CURMUDGUCATION: Noble Teachers Forming Largest Charter Union

CURMUDGUCATIONThe slightly-cranky voice navigating the world of educational “reform” while trying to still pursue the mission of providing quality education.

Source: CURMUDGUCATION: Noble Teachers Forming Largest Charter

Noble Teachers Forming Largest Charter Union

The 800 teachers and staff of Chicago’s Noble charter school chain is working to form the largest charter teacher union in the country.

They would not become the first charter union in the country, or even in Chicago. In fact, the Aspire network of charter schools just averted a strike by their own teachers’ union by agreeing to wage increases, shorter workdays, and, apparently, occasionally listening to their staff.
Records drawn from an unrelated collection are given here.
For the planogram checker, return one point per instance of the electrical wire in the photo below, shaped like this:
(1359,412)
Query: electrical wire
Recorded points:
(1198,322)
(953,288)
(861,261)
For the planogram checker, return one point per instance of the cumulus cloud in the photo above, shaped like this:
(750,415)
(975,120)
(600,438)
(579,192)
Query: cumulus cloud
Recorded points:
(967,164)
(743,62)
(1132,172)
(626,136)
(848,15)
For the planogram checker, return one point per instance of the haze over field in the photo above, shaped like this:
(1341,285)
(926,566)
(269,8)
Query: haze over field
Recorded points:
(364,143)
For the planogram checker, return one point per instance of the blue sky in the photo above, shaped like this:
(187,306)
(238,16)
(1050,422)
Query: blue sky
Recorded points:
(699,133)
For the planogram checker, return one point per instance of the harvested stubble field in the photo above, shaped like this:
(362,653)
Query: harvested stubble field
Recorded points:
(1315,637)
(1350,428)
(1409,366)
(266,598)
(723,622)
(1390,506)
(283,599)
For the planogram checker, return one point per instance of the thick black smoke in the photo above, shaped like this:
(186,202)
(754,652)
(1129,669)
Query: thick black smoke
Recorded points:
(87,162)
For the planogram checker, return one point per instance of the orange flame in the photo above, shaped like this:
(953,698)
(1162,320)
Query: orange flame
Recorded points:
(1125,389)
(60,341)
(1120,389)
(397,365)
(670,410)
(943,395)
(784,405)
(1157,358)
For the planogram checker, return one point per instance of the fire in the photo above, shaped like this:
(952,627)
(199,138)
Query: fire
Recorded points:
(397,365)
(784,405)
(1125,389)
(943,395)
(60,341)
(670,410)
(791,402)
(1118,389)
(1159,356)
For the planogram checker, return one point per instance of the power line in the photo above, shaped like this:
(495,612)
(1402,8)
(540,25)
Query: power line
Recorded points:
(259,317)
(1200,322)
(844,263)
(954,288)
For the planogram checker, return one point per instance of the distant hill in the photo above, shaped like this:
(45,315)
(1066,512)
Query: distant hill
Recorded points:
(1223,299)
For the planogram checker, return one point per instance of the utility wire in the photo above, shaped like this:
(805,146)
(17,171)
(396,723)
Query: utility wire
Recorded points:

Like the proposed Noble union, the Aspire teachers belong to the Chicago Alliance of Charter Teachers and Staff (ACTS), a group affiliated with the American Federation of Teachers.

The Noble chain is one of Chicago’s most prominent, founded in 1999. Its investors include Governor Bruce Rauner, the billionaire Pritzker family and Chicago Board of Education President Frank Clark. It’s marketing literature makes plain where Noble’s focus lies:

At Noble, success is the only option. 
 No excuses. We believe that no matter how far behind a student is when they enter ninth grade, they will succeed. No matter what their family’s income or education level is, they will succeed. No matter if their neighborhoods are plagued with violence or their peers are involved in gangs, they will succeed. At Noble, we hold everyone—students, teachers, and leadership—to the highest possible standards and accept no excuses for failure. 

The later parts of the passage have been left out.